Keep your WordPress themes up to date.
As mentioned above almost 30% of WordPress sites are hacked due to outdated Themes. Theme updates show in both your WP dashboard and your Themes page. Each Theme update is typically small and takes seconds to run. MainWP offers the same options for Themes as we offer for Core files, which are one click updates from our dashboard (updates all Themes at once instead of one by one) and our automated updates which is a hands off approach.
To set your Themes to auto update there are 2 steps.
Uninstall (not just disable) any unused plugins or themes.
We have seen above that about 50% of WordPress hacks involve Themes and Plugins that have not been properly maintained. A common misconception is that if I disable the theme/plugin I do not have to update it. This is incorrect, many themes and plugins can still be exploited even in a disabled state. There is no reason to take this risk. If you are not using a plugin or theme, don’t just deactivate it, remove/delete it. To do this, you can visit your MainWP dashboard, then the sub-menu themes. In the status menu select inactive. On the right select all to choose all sites. Now click show themes. Remove all inactive themes. Remember some themes will show as inactive even though a child theme is in use. If this is the case or you are not sure DO NOT DELETE THE THEME!!!

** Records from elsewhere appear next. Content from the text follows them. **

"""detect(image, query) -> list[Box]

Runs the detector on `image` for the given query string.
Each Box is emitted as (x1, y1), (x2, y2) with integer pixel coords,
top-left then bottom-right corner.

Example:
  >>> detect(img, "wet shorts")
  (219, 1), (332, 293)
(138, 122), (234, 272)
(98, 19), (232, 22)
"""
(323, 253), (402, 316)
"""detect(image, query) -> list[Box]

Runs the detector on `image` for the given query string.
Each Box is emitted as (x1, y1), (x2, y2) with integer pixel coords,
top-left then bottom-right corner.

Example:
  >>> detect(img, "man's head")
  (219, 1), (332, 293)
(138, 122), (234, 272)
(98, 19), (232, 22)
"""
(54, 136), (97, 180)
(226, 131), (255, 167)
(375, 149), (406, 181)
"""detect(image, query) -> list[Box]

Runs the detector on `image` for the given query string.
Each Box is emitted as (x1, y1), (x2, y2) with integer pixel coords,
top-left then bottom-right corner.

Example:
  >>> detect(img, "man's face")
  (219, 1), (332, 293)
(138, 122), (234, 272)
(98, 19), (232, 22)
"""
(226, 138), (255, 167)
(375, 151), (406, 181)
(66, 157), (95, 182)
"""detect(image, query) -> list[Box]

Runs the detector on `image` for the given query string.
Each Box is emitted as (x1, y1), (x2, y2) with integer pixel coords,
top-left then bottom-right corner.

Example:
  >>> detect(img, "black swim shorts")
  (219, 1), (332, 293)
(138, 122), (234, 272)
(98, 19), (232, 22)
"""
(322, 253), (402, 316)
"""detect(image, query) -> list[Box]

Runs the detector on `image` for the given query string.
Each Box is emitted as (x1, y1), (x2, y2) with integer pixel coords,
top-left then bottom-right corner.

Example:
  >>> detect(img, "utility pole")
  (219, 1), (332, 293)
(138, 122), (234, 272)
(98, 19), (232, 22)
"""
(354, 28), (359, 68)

This process can be repeated for Plugins. Visit your MainWP dashboard, then the sub-menu plugins. In the status menu select inactive. On the right select all to choose all sites. Now click show plugins. Remove all inactive plugins.
Always use a strong password!
A weak admin password accounts for about 8% of WordPress hacks. A password should be both secure and unique. Secure meaning it should contain Upper and lower case letters, Numbers, and special characters. Remember a password does not have to be just a password. It can be a pass phrase. Instead of having a password of “fido1” you can have a pass phrase of “I Love My dog Fido” while not impossible to brute force the password it will take significantly longer than the original password of fido1. Your password should also be unique. If you have a common password you use for all main accounts, and logins, then there is a good chance that if a hacker is able to get it he will then have access to all other accounts he can link to your name. MainWP includes a function to change your admin passwords. You can do this individually or for all sites at the same time. Go to your MainWP dashboard and then the Admin Passwords sub menu. Use the password strength indicator and the tips above to strengthen your password.
Restrict wp-login.php access
When manually logging in to manage your WordPress site a page named wp-login.php is used to process your request. This is common knowledge and generally used to brute force attack your site. Brute force attacks work based on common usernames and passwords. A username of admin and a password of password1 would be a commonly used and easily exploitable setup. While we do recommend creating pass phrases as mentioned in the paragraph above you can also restrict access to your wp-login.php file preventing users or bots from even attempting to break in.
MainWP circumvents the wp-login.php page using its own secure login. This means you can block access to the page preventing any unauthorized users while still allowing yourself to log in. To do this there are a couple quick steps.
1. Install the MainWP Child plugin and join the site to your Dashboard.
2. Using FTP, access each child site and paste the following into your .htaccess file in the root of your site at the bottom of the file.
# set up rule order
# default deny
deny from all
# Add additional IPs for access here
errordocument 401 default
errordocument 403 default
errordocument 404 default
3. Save and upload the file back to your site.
4. You can now login to each WordPress site from your dashboard by going to the sites sub menu and clicking the admin link.
*** To remove this if you ever need to access the site manually, access the .htaccess file, remove the added lines, and then upload again.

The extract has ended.